A Bias-Reduced Estimator for Negative Binomial Regression with an Application to CO2 Emissions Data
Fatimah M. Alghamdi, Gamal A. Abd-Elmougod, M. A. El-Qurashi, Ehab M. Almetwally, Ahmed M. Gemeay and Ali T. Hammad* Author for corresponding; e-mail address: ali.taha@science.tanta.edu.eg
Volume :Vol.52 No.6 (November 2025)
Research Article
DOI: https://doi.org/10.12982/CMJS.2025.085
Received: 19 June 2025, Revised: 2 September 2025, Accepted: 9 September 2025, Published: 29 October 2025
Citation: Alghamdi F.M., Abd-Elmougod G.A., El-Qurashi M.A., Almetwally E.M., Gemeay A.M. and Hammad A.T., A bias-reduced estimator for negative binomial regression with an application to CO2 emissions data. Chiang Mai Journal of Science, 2025; 52(6): e2025085. DOI 10.12982/CMJS.2025.0085.
Graphical Abstract
Abstract
The negative binomial regression model (NBRM) is a widely used approach for analyzing non-negative count data, particularly when overdispersion is present. Parameter estimation in this model typically relies on the maximum likelihood estimator (MLE), which can produce unstable and unreliable results under multicollinearity.

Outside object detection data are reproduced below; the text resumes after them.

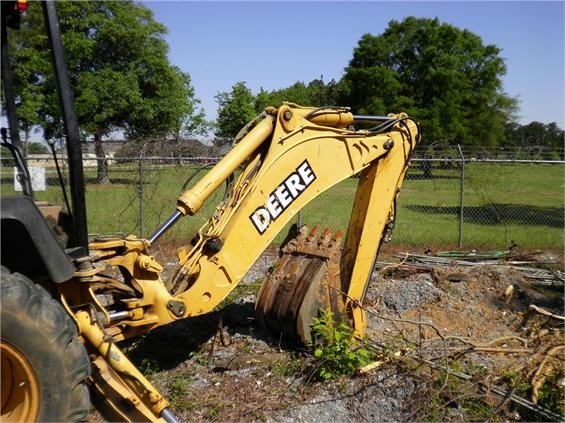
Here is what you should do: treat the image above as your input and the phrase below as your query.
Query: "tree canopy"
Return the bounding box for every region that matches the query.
[214,81,257,146]
[344,17,516,145]
[7,1,204,179]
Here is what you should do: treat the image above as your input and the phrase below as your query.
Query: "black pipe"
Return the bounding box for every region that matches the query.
[42,0,88,254]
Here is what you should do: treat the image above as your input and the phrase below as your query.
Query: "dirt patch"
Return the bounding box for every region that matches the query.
[92,247,565,423]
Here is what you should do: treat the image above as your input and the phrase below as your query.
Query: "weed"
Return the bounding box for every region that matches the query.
[311,310,374,380]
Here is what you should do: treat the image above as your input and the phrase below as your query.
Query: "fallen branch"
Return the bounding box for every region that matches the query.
[530,304,565,321]
[448,346,535,354]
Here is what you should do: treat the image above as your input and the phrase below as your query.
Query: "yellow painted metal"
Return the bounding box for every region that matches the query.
[75,311,169,422]
[0,340,41,423]
[177,114,274,215]
[68,104,419,421]
[167,105,418,332]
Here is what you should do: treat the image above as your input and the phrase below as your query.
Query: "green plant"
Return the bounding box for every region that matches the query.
[311,310,374,380]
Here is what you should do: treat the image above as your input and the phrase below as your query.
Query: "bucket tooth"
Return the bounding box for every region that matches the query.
[255,227,347,345]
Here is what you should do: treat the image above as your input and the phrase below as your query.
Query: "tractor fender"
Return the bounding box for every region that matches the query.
[0,197,75,283]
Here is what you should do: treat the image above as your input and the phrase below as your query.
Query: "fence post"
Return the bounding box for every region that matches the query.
[457,144,465,247]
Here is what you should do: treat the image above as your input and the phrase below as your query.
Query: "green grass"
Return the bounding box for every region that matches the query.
[2,162,565,250]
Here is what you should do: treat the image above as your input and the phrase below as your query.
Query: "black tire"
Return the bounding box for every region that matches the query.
[0,267,90,422]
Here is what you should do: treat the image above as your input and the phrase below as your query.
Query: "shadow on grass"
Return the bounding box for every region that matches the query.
[407,203,565,228]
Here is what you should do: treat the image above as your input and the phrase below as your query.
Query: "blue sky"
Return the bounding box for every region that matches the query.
[142,0,565,128]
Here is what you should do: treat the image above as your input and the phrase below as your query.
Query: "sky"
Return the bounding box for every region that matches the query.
[142,0,565,128]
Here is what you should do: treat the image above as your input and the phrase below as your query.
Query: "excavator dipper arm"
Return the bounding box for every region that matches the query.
[163,104,419,343]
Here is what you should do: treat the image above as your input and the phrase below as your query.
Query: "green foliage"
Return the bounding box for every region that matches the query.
[255,76,341,112]
[311,310,373,380]
[214,82,257,145]
[343,17,516,145]
[26,142,49,154]
[6,1,202,144]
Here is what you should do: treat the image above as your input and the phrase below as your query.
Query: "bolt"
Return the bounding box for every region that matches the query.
[383,138,394,150]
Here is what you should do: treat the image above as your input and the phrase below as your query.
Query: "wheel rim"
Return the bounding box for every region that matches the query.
[0,339,40,422]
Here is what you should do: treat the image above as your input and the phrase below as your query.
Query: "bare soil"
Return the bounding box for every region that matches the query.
[91,243,565,423]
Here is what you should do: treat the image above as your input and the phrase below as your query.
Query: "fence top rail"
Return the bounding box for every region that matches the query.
[412,157,565,164]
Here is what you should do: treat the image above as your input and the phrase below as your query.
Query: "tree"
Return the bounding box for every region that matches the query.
[8,1,202,182]
[255,75,339,111]
[342,17,517,145]
[214,81,257,146]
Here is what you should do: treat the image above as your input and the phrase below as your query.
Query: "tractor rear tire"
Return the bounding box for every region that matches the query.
[0,267,90,422]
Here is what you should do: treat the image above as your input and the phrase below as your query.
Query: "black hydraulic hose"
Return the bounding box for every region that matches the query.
[47,142,73,219]
[2,128,34,200]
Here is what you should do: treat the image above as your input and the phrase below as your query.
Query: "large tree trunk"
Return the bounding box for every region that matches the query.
[94,134,110,184]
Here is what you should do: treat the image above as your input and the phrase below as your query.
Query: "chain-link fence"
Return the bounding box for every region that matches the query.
[2,148,565,250]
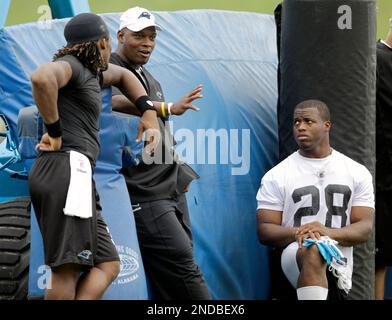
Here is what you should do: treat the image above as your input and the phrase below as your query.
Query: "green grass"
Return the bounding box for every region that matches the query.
[7,0,392,38]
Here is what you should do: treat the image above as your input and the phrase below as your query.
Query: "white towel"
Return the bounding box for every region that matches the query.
[64,151,93,219]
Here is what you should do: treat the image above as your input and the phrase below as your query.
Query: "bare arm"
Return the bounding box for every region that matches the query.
[112,86,203,117]
[103,63,147,103]
[298,207,374,247]
[103,63,161,153]
[257,209,297,247]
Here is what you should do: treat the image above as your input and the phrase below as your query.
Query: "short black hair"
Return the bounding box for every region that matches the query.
[294,99,331,121]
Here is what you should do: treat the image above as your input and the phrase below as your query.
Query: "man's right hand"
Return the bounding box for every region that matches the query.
[35,133,62,151]
[136,110,161,155]
[170,85,203,116]
[295,229,321,248]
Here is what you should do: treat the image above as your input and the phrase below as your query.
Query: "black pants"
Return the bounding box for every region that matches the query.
[132,195,211,300]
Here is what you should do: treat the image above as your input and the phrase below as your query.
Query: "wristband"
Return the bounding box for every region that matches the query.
[167,102,173,116]
[161,102,166,118]
[45,118,63,138]
[135,96,156,114]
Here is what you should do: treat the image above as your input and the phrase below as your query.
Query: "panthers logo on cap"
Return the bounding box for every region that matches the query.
[138,11,151,19]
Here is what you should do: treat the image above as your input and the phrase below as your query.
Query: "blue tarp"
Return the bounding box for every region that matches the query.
[0,10,278,299]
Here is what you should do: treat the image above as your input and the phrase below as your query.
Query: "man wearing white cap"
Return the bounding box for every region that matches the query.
[110,7,211,300]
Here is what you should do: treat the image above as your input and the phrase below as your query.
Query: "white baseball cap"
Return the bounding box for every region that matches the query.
[118,7,162,32]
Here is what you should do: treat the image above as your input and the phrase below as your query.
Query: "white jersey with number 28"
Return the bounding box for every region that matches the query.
[256,150,374,267]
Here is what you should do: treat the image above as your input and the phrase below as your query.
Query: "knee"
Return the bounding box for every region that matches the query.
[301,245,326,270]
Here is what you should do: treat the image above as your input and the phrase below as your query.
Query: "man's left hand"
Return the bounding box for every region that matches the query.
[170,85,203,116]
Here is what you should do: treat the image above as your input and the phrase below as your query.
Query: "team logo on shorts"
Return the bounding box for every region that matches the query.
[115,245,139,284]
[78,250,92,260]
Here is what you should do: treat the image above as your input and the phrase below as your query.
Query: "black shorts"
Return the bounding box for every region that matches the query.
[29,152,119,269]
[376,191,392,267]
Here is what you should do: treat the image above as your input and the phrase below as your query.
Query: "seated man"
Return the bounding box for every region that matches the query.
[257,100,374,300]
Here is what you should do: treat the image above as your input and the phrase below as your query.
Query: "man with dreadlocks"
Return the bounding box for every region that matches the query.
[29,13,160,299]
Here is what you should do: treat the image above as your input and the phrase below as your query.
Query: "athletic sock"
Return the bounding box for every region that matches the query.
[297,286,328,300]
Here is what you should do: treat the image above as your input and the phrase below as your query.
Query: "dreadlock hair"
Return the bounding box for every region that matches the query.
[53,41,107,76]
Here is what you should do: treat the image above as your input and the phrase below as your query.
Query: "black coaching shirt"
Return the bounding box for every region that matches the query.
[110,53,199,203]
[56,55,101,165]
[376,41,392,191]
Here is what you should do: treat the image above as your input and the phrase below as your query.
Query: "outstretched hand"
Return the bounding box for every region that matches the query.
[170,85,203,116]
[35,133,62,151]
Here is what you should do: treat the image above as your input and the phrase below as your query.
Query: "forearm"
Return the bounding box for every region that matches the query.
[31,74,59,124]
[258,223,297,247]
[329,220,373,247]
[112,95,169,117]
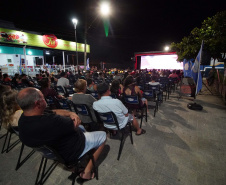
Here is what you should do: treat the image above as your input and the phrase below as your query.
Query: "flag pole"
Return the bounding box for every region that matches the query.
[195,40,204,99]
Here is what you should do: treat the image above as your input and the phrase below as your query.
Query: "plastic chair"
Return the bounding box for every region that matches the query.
[56,98,72,111]
[148,84,163,106]
[96,111,133,160]
[45,96,62,110]
[123,95,148,128]
[2,127,35,170]
[72,103,99,131]
[143,90,158,117]
[34,145,98,185]
[64,87,75,96]
[90,91,99,99]
[55,86,67,97]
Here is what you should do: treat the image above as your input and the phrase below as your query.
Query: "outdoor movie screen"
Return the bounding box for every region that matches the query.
[140,54,183,69]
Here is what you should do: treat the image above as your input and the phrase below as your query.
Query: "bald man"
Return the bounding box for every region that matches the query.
[17,87,106,179]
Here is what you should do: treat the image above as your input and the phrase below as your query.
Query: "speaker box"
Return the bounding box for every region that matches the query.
[137,56,141,69]
[38,58,43,65]
[200,49,211,65]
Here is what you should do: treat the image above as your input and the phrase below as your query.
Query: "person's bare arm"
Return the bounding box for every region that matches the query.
[135,86,142,97]
[53,109,81,128]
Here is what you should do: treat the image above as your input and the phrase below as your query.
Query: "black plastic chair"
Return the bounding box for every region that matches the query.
[56,98,72,111]
[34,145,98,185]
[148,84,163,105]
[64,86,75,96]
[2,127,35,170]
[123,95,148,128]
[45,96,62,110]
[143,90,158,117]
[72,103,99,131]
[55,86,67,97]
[95,111,133,160]
[90,91,99,99]
[2,127,20,153]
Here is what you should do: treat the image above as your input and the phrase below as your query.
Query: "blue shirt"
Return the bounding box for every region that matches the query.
[93,96,129,130]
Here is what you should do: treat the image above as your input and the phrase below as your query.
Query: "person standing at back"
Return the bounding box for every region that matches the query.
[57,71,70,87]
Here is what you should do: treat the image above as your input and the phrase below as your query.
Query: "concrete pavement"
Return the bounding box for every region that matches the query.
[0,88,226,185]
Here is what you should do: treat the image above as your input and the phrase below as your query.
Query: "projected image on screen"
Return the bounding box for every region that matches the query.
[140,55,183,69]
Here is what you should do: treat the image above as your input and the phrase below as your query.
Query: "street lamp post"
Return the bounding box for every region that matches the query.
[164,46,170,52]
[72,19,78,67]
[84,2,111,69]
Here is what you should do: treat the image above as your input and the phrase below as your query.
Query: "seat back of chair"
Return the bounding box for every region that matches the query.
[73,103,95,122]
[143,90,155,99]
[98,112,120,130]
[58,98,71,111]
[33,145,60,161]
[10,126,19,136]
[124,95,140,105]
[55,86,65,96]
[65,87,75,96]
[111,93,117,99]
[148,84,160,91]
[45,96,61,109]
[90,91,99,99]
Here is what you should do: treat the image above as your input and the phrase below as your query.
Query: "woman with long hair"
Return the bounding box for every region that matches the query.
[0,90,23,129]
[123,75,148,113]
[110,80,123,98]
[40,77,64,99]
[87,78,97,92]
[69,79,96,126]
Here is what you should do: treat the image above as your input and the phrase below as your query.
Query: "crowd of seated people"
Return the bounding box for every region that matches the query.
[0,67,182,179]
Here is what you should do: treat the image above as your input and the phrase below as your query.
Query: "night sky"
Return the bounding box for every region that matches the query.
[0,0,226,66]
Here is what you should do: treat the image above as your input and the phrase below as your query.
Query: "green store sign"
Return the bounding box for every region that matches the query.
[0,28,90,53]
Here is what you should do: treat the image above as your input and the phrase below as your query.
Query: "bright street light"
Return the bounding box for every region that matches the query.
[72,18,78,67]
[100,2,111,16]
[164,46,169,51]
[72,19,78,29]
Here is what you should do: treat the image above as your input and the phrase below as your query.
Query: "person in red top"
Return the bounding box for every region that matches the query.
[169,70,179,79]
[2,73,12,82]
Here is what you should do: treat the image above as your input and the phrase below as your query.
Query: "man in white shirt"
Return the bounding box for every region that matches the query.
[57,71,70,87]
[93,83,146,135]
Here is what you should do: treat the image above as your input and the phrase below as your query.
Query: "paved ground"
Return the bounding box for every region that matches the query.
[0,86,226,185]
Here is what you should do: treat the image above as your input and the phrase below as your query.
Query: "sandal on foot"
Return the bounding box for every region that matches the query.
[79,172,95,181]
[135,129,146,136]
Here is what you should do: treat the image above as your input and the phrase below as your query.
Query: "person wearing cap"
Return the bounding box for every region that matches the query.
[21,74,34,87]
[16,87,106,180]
[57,71,70,87]
[93,83,146,135]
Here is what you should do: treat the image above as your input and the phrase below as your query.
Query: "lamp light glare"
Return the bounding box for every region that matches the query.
[72,19,78,25]
[100,3,110,16]
[164,46,169,51]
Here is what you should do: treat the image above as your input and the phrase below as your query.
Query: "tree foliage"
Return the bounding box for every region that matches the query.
[171,11,226,61]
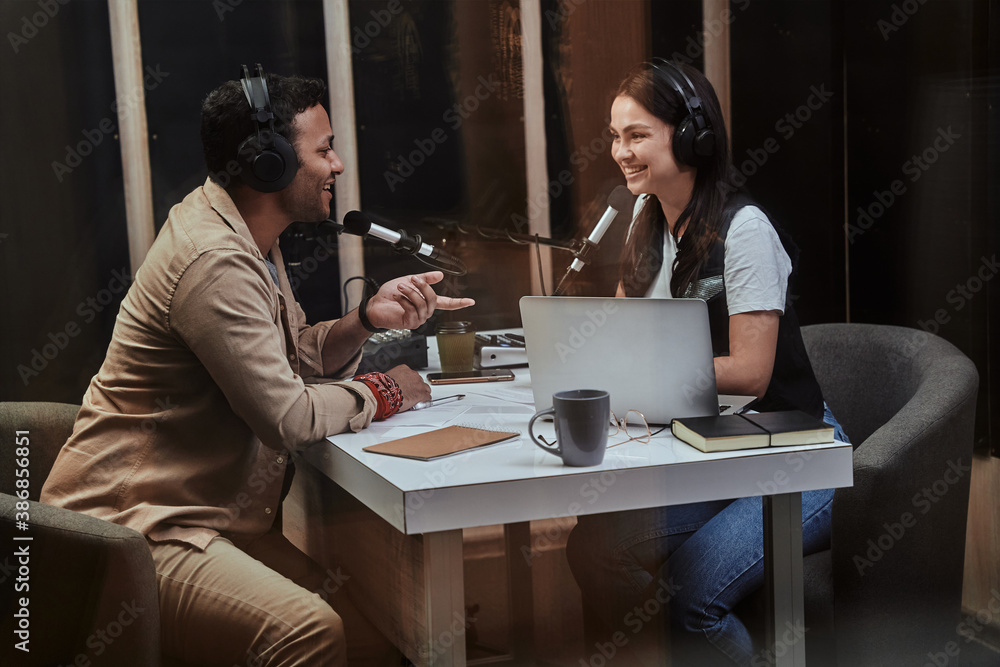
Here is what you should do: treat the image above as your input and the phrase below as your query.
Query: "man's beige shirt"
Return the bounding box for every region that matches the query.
[42,181,376,549]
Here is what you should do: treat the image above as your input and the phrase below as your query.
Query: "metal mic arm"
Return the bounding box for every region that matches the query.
[552,239,597,296]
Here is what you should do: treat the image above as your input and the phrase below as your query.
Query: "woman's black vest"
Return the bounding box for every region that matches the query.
[681,195,823,419]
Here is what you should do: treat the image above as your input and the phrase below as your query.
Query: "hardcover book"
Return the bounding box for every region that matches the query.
[670,410,833,452]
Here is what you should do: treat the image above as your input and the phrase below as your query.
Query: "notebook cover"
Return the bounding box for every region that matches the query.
[740,410,833,446]
[364,425,521,461]
[670,415,770,452]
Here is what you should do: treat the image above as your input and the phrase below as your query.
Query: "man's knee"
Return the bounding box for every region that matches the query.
[265,601,346,665]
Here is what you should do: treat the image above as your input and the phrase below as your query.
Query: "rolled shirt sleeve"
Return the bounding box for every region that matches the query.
[725,206,792,315]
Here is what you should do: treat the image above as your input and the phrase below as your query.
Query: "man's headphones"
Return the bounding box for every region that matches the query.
[236,63,299,192]
[649,58,715,166]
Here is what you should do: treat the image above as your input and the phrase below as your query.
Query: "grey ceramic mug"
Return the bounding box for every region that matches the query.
[528,389,611,466]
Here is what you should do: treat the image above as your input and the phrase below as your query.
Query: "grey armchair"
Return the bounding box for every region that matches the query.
[802,324,979,667]
[0,403,161,666]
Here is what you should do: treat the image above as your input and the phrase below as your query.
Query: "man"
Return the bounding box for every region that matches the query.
[42,73,473,667]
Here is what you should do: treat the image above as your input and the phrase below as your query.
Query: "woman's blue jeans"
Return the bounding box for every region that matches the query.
[566,408,848,666]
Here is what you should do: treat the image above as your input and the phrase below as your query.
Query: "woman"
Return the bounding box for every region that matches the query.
[567,60,847,666]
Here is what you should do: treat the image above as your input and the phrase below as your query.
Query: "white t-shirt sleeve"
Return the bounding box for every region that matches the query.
[725,206,792,315]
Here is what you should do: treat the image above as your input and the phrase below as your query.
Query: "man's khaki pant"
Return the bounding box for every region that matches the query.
[149,532,399,667]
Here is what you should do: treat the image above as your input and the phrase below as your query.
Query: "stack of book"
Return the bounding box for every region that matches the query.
[670,410,833,452]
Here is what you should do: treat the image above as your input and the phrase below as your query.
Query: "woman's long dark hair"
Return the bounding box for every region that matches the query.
[617,62,733,297]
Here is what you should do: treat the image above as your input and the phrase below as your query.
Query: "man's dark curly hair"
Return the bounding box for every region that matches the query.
[201,74,326,187]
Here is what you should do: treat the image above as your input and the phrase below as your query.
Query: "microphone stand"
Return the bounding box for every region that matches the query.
[552,238,598,296]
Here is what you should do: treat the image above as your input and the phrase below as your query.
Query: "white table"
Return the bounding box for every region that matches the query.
[292,350,852,666]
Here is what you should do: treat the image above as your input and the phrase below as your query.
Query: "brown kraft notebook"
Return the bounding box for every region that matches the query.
[364,425,521,461]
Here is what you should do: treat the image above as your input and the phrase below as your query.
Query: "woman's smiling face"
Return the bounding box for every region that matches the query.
[610,95,691,200]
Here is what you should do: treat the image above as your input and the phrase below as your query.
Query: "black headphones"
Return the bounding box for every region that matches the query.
[236,63,299,192]
[649,58,715,167]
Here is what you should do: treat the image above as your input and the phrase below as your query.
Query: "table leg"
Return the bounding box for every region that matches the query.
[421,530,467,667]
[764,493,806,667]
[504,521,535,664]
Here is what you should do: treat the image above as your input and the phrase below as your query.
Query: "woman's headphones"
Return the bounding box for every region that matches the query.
[236,63,299,192]
[649,58,715,167]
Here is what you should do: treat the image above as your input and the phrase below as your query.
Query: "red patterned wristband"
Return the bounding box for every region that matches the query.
[354,373,403,420]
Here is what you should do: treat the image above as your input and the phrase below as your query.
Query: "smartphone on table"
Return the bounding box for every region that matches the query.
[427,368,514,384]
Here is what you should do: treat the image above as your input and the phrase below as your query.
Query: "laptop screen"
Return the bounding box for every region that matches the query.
[520,296,719,424]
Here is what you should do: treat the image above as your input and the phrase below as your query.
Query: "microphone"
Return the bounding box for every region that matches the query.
[344,211,466,276]
[553,185,635,296]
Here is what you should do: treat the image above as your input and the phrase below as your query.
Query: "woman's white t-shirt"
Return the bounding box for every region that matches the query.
[629,195,792,315]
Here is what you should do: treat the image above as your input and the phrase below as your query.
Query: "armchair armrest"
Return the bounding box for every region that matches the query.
[0,493,160,665]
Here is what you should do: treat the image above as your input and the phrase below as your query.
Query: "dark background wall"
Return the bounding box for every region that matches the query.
[0,0,1000,454]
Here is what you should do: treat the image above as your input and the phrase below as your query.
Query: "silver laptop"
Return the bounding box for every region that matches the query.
[520,296,736,424]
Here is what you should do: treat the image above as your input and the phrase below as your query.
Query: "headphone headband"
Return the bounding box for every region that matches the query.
[649,58,715,166]
[236,63,299,192]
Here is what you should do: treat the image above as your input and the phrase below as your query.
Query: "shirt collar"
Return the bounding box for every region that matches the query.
[202,178,263,259]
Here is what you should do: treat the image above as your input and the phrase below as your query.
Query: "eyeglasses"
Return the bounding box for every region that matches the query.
[608,410,662,449]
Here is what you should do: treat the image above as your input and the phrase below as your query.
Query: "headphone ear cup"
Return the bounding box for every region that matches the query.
[237,130,299,192]
[693,127,715,162]
[673,116,700,167]
[673,116,715,167]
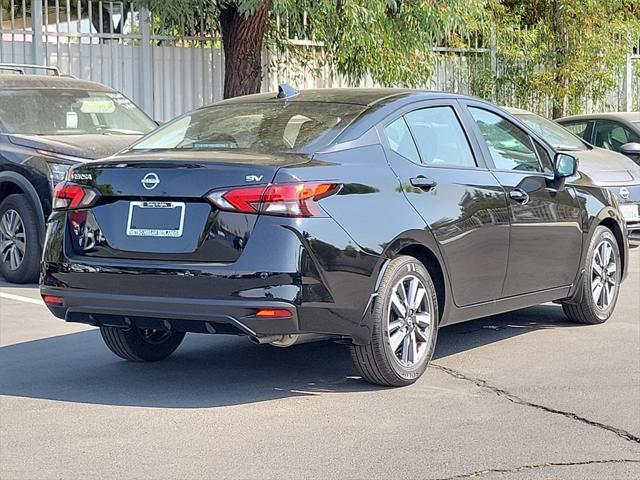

To address this issue, we present a hybrid version of the Kibria-Lukman estimator adapted for NBRM. We evaluate the efficacy of our proposed estimator compared to established methods via simulation studies and a practical application for estimating CO₂ emissions from vehicles in Canada. Our results show that the hybrid Kibria-Lukman estimator is more accurate and stable than traditional methods. This makes it a promising way to deal with multicollinearity in count data analysis.